Lucas Czech edited this page Jul 16, 2024 · 11 revisions

Synopsis: Create a cathedral plot, using the pre-computated cathedral data.

Usage: grenedalf cathedral-plot [options]

Documentation for grenedalf v0.5.2

Description

Create cathedral plots. This is the second step after fst-cathedral, and turns the matrix computed there into the actual plots. We split this into two commands for efficiency, so that it is faster to iterate over different color schemes and other plotting settings.

The command takes either the csv or the json files produced by fst-cathedral as input (and infers the respective other file, both have to be in the same directory, with the same base name). It then colors the value matrix according to the provided color map settings, and stores the result as a bmp bitmap picture. Furthermore, it creates an svg file that additionally contains axes, a legend for the color map, and a title, and can be edited and refined later with any vector graphics program.

FST Cathedral Plot.

See fst-cathedral for details on this plot.

Note that the pool-sequencing corrected estimator of FST applies a correction term that can yield FST values below zero. This is expected, and a consequence of correcting for the statistical noise. For details, see our equations document. In order to not have these artifacts influence the plot, and to create consistency in the plots, we recommend to clip negative values to zero, by providing --min-value 0 --clip-under.

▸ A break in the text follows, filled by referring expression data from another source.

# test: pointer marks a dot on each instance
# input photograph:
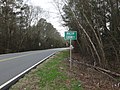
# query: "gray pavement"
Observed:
(12, 65)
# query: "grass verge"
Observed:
(53, 74)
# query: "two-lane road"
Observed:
(14, 65)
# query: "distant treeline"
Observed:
(22, 29)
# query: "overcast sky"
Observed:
(54, 16)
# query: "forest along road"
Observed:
(16, 64)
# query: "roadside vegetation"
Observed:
(53, 74)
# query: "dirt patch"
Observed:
(90, 78)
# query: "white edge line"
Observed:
(11, 80)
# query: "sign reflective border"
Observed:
(70, 35)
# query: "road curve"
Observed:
(12, 66)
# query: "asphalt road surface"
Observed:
(12, 65)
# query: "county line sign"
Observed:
(70, 35)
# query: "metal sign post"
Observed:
(70, 53)
(70, 35)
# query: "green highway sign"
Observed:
(70, 35)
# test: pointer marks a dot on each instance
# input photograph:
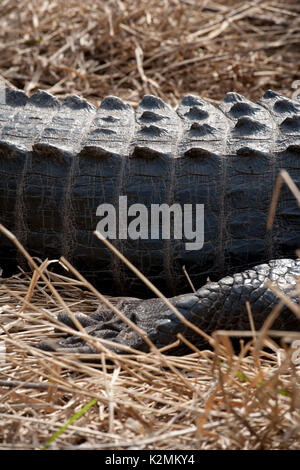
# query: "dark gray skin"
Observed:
(58, 162)
(217, 305)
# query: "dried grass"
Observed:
(168, 48)
(204, 400)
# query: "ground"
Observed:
(205, 400)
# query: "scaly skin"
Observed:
(59, 162)
(217, 305)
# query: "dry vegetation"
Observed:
(167, 48)
(205, 400)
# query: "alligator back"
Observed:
(59, 162)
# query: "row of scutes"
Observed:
(154, 125)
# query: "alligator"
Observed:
(65, 165)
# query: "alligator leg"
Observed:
(216, 305)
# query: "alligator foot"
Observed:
(216, 305)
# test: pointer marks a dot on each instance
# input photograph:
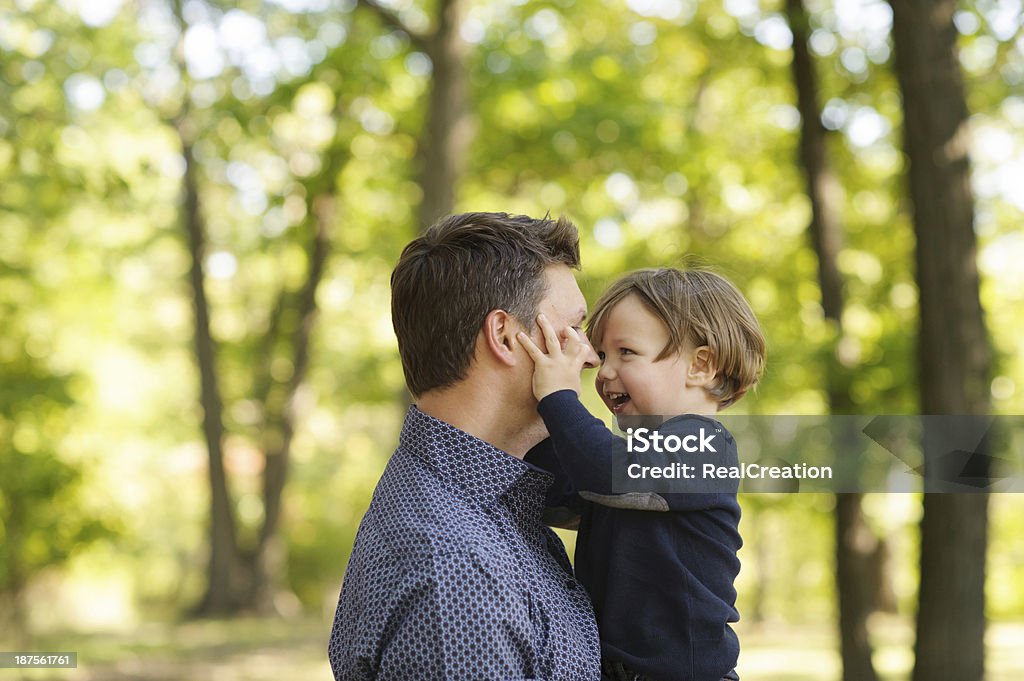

The first option limits the scale to non-negative values, and the second option makes sure that the negative values are clipped to be 0, instead of being highlighted in the --under-color.

Similarly, it might be beneficial to use --max-value X --clip-over with some reasonable maximum value X, if multiple plots are created that need to be compared to each other. That way, all plots will have the same scale, and hence have comparable color values.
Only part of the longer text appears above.